In the new device, polaritons are produced at many different sites of a lattice. As the density of polaritons increases, condensation happens, and the researchers can easily observe this. "Before the condensation we see nothing, just noise," says Berloff. "But then 'boom', it condenses and starts to shine light." Each individual condensate comes with a number called the phase (of its wave function). But neighbouring sites also interact through outflowing polaritons. By modifying the distances between sites researchers can finely tune these interactions to mimic the interaction between the atoms in a given XY model. While neighbouring sites influence each other, the system as a whole also naturally chooses a configuration of phases that maximises the number of particles involved. You can write down a formula for the total number of particles — and a few lines of maths show that this is largest when the energy function of the corresponding XY model is at its global minimum. There are several ways in which researchers can read off the final configurations of phases, and this then gives the solution of the XY problem.
So far Berloff and her colleagues have built devices containing up to 100 sites (condensates), but they believe that it can easily be scaled up to thousands of sites.
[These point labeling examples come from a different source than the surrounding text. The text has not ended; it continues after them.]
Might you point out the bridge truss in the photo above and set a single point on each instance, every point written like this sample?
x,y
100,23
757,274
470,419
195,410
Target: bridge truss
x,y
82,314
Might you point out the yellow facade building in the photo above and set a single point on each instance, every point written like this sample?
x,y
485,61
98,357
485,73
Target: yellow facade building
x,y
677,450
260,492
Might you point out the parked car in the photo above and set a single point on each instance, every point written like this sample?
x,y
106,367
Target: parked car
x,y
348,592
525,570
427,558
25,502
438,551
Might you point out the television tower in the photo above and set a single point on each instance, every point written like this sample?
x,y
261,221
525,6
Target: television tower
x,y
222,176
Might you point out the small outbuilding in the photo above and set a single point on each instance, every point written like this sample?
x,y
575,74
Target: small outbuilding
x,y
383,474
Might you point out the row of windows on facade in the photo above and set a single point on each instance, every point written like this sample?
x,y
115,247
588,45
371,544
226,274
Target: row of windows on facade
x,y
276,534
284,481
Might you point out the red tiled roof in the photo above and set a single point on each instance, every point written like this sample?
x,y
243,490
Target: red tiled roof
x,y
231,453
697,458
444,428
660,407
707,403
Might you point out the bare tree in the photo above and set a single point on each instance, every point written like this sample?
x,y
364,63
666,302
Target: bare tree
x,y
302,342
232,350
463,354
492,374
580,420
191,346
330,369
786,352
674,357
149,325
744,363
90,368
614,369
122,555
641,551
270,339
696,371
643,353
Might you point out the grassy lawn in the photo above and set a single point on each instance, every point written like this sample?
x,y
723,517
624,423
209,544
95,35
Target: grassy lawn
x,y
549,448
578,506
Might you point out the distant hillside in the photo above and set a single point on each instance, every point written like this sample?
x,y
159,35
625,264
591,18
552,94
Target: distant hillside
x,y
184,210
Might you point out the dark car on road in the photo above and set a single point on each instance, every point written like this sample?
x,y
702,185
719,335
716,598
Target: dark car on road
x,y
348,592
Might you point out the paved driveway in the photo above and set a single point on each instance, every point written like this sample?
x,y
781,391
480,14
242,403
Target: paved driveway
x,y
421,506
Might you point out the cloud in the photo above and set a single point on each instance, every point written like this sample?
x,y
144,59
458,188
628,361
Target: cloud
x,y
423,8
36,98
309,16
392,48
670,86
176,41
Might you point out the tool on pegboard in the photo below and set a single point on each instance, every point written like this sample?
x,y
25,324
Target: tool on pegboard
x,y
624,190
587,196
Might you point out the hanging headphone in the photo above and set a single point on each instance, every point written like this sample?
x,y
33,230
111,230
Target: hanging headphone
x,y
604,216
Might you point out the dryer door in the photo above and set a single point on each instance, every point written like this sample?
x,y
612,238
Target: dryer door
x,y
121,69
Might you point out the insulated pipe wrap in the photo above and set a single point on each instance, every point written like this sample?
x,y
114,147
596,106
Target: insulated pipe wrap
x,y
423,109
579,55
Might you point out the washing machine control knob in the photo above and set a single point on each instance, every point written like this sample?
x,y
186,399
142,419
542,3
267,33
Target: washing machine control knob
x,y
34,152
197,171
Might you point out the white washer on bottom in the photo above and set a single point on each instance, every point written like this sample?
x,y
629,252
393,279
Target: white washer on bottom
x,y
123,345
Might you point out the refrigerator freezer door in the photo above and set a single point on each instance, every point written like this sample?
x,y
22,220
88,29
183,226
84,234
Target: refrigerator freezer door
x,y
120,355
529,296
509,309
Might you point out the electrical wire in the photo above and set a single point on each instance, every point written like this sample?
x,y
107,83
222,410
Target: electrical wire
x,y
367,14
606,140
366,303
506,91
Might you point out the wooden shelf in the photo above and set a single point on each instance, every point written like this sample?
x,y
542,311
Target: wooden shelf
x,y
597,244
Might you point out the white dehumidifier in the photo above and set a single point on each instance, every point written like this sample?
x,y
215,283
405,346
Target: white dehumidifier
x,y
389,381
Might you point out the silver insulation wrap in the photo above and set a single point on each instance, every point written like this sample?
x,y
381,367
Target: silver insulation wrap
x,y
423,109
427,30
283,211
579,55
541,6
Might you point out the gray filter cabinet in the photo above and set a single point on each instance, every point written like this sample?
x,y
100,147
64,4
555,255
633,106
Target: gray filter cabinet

They also believe that for a large enough number of sites, their device will be faster than classical methods.
Does this mean that we will soon be able to solve the infamous NP hard problems with the (polynomial time) efficiency computer scientists deem manageable? Berloff points to an argument, called the NP hard assumption, which decrees that such solutions will never be possible. "[The computer scientist] Scott Aaronson argues that if you could solve NP hard problems efficiently you would become god," she explains. That's because it would enable you to simulate the most complex systems in nature and predict their outcomes. "The NP hard assumption says that such powers will always be beyond human means. We can't escape the assumption, so our [solution time] will still grow exponentially. But the idea is just to do better than classical computing."
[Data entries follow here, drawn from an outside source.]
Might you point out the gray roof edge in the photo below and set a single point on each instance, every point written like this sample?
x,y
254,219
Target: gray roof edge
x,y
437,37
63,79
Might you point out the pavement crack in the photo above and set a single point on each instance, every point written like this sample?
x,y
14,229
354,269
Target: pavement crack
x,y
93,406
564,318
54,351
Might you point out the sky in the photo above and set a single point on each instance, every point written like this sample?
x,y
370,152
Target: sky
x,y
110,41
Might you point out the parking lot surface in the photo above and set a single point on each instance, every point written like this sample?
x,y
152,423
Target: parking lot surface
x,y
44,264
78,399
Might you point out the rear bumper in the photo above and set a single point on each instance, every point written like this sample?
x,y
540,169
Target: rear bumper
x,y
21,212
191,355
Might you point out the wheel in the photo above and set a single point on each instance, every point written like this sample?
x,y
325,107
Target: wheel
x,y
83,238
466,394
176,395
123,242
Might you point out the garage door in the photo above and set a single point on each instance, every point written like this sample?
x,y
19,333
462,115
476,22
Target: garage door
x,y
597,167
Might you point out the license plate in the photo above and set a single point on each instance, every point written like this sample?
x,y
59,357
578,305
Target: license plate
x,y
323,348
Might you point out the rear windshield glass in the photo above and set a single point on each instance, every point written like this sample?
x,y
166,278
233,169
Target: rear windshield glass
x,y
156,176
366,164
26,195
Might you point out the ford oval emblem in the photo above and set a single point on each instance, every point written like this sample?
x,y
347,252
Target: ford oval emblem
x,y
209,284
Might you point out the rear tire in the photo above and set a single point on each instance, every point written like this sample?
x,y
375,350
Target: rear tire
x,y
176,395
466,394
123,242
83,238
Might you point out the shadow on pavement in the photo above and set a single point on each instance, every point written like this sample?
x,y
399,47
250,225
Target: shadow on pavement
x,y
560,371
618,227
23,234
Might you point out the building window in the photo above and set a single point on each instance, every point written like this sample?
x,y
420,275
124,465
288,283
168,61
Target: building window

Several other mechanisms for solving NP hard problems have been proposed. "We are discussing with other scientists to see who is doing better," says Berloff. "Each platform has its pros and cons, but none has yet become faster than classical computers. So the race is still on."
A major hurdle has been overcome, however. "A few years ago our purely theoretical proposal on how to do this was rejected by three scientific journals," says Berloff. "One referee said, 'Who would be crazy enough to try to implement this?!' So we had to do it ourselves, and now we've proved our proposal with experimental data."